A number of studies show elevated fibrinogen to be a major risk factor for coronary heart disease (heart attacks) and cerebrovascular disease (strokes), which together account for about 60% of deaths in the elderly. In fact, fibrinogen may possibly be the major risk factor, exceeding the “contributions” of homocysteine, cholesterol and other lipids in the pathogenesis of these diseases. Elevated fibrinogen levels have also been associated with a number of other diseases, including cancer, diabetes and hypertension (N Engl J Med, 1987, 317: 521; The Framingham Study. JAMA, 1987, 258: 1183).
SG Thomson, et al prospectively studied over 3,000 patients with angina pectoris (chest pain due to coronary artery insufficiency) in his 1995 New England Journal of Medicine article (332: 635-641) and found if fibrinogen levels were low, even highly elevated levels of cholesterol and/or C-reactive protein presented little risk of heart attacks. However, high levels of fibrinogen in combination with low-moderate levels of cholesterol presented a significant risk.

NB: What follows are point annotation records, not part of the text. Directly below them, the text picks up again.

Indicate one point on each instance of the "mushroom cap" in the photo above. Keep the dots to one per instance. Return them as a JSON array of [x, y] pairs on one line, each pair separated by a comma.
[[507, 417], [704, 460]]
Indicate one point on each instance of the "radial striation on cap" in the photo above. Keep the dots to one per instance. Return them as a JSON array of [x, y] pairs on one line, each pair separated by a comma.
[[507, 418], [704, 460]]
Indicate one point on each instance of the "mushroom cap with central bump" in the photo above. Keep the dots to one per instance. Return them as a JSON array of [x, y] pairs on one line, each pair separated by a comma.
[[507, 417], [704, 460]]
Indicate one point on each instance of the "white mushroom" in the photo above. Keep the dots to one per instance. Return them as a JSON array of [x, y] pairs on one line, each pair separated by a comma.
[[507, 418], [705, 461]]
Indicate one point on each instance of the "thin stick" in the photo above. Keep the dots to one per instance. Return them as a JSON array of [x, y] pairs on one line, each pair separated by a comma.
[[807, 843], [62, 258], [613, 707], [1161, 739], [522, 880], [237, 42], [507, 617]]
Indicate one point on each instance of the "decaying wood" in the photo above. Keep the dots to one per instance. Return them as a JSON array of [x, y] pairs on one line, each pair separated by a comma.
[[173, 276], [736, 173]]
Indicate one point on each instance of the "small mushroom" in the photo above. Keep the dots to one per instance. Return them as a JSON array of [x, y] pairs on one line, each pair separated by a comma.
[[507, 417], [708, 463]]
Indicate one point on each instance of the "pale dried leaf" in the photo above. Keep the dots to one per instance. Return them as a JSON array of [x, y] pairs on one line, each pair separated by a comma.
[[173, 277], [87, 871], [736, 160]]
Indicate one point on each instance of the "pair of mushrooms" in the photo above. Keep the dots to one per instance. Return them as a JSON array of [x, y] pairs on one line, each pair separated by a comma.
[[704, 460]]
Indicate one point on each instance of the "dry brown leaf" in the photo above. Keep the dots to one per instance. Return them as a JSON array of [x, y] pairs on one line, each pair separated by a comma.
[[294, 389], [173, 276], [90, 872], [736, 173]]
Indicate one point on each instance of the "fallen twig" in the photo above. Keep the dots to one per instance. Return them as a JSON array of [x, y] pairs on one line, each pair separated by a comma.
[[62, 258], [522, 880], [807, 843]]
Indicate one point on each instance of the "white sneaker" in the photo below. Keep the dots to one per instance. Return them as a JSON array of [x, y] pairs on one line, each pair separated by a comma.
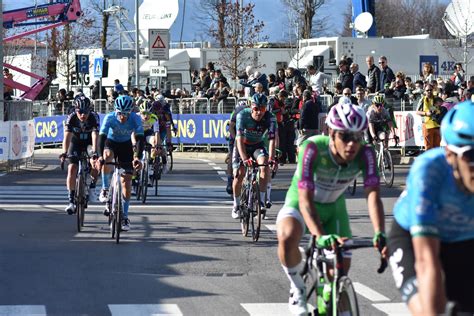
[[235, 212], [297, 302], [70, 209], [103, 195], [125, 224]]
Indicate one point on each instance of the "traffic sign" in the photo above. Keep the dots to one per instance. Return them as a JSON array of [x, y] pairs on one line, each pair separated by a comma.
[[82, 64], [98, 67], [158, 44], [158, 71]]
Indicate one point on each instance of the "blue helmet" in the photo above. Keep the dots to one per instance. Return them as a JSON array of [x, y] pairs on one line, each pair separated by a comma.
[[124, 104], [259, 99], [457, 127]]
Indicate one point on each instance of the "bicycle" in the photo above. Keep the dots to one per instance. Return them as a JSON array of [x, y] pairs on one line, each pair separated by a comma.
[[114, 202], [81, 196], [250, 205], [385, 161], [342, 296]]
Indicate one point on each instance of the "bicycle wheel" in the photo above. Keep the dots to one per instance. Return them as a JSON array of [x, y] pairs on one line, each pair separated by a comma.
[[144, 180], [387, 168], [79, 201], [346, 297], [244, 212], [256, 212]]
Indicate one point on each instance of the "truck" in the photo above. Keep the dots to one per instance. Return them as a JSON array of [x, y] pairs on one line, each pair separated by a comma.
[[407, 54]]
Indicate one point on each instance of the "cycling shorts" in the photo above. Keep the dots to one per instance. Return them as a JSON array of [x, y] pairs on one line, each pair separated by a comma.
[[255, 151], [456, 261], [123, 152], [75, 150], [333, 217]]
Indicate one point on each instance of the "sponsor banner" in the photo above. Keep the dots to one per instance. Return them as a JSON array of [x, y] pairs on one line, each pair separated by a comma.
[[4, 141], [22, 139], [201, 128]]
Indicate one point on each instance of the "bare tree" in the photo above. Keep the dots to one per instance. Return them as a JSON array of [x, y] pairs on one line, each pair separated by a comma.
[[305, 10], [241, 32]]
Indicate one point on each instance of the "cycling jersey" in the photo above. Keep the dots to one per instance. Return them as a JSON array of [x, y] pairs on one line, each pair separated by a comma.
[[121, 132], [82, 130], [432, 203], [251, 130], [317, 170], [151, 124]]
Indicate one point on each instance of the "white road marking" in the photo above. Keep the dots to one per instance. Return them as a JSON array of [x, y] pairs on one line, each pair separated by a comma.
[[393, 309], [144, 309], [368, 293], [19, 310]]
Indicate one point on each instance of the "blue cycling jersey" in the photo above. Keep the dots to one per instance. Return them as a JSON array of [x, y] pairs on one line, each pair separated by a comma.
[[432, 203], [121, 132]]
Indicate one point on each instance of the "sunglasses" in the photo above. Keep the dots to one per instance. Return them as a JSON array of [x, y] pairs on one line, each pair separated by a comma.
[[81, 111], [347, 137], [123, 114], [465, 152]]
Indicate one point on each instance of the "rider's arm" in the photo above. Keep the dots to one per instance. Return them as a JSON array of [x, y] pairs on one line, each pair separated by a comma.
[[428, 274], [306, 161]]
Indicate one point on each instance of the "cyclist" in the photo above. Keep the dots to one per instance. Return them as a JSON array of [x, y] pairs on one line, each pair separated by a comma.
[[162, 110], [233, 119], [380, 121], [251, 125], [151, 127], [80, 131], [327, 165], [120, 130], [432, 236]]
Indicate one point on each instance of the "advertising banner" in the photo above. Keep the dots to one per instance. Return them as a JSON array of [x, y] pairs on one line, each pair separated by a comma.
[[22, 139]]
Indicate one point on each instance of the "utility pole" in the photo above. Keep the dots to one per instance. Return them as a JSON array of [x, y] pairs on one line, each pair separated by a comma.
[[137, 47]]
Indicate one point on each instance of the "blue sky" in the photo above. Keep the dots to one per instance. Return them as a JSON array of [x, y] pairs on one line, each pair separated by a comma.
[[270, 11]]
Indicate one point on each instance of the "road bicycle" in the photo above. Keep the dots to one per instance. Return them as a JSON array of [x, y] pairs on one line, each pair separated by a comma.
[[81, 196], [114, 202], [384, 160], [250, 204], [341, 297], [141, 186]]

Fibrinogen levels have been shown by a number of research teams to rise about 25 mg/dl per decade of age (Yarnell in Circulation, 1991, 83: 836-844; Fu and Nair in Am J Physiology 275 (Endocrinol Metab 38), 1998 E1203-E1030) even if they are described as being in good health. A team of scientists in China also recently compared fibrinogen levels in two families, one family with a history of long life in many of its members, compared to another family with traditionally shorter life expectancies. The scientists concluded that low plasma fibrinogen levels are correlated with longer life (Wang, et al, Weisheng Yanjiu, 1998, 27: 5, 315-316).
No drug (with the possible exception of estrogen) or lifestyle change is known to significantly alter fibrinogen levels, although quitting smoking does result in slight reductions in fibrinogen levels. However, for those of us who don’t smoke, there has been little, if any, advice which could be given to lower fibrinogen from the conventional medical approach.
Nutritional supplements can reduce fibrinogen levels and the presumably the inherent risk of hyper-fibrinogenemia-related diseases. Ramirez-Bosca’s studies in Spain have demonstrated that certain antioxidants are capable of dramatically reducing blood levels of lipid peroxides and oxidized lipoproteins (Age 1995, 167-9 and in 1997, 20: 165-8) after only 15 days with no adverse effects noted by any of the subjects or adverse changes in any other blood chemistries (Mech Aging Dev, 2000, 114: 207-20).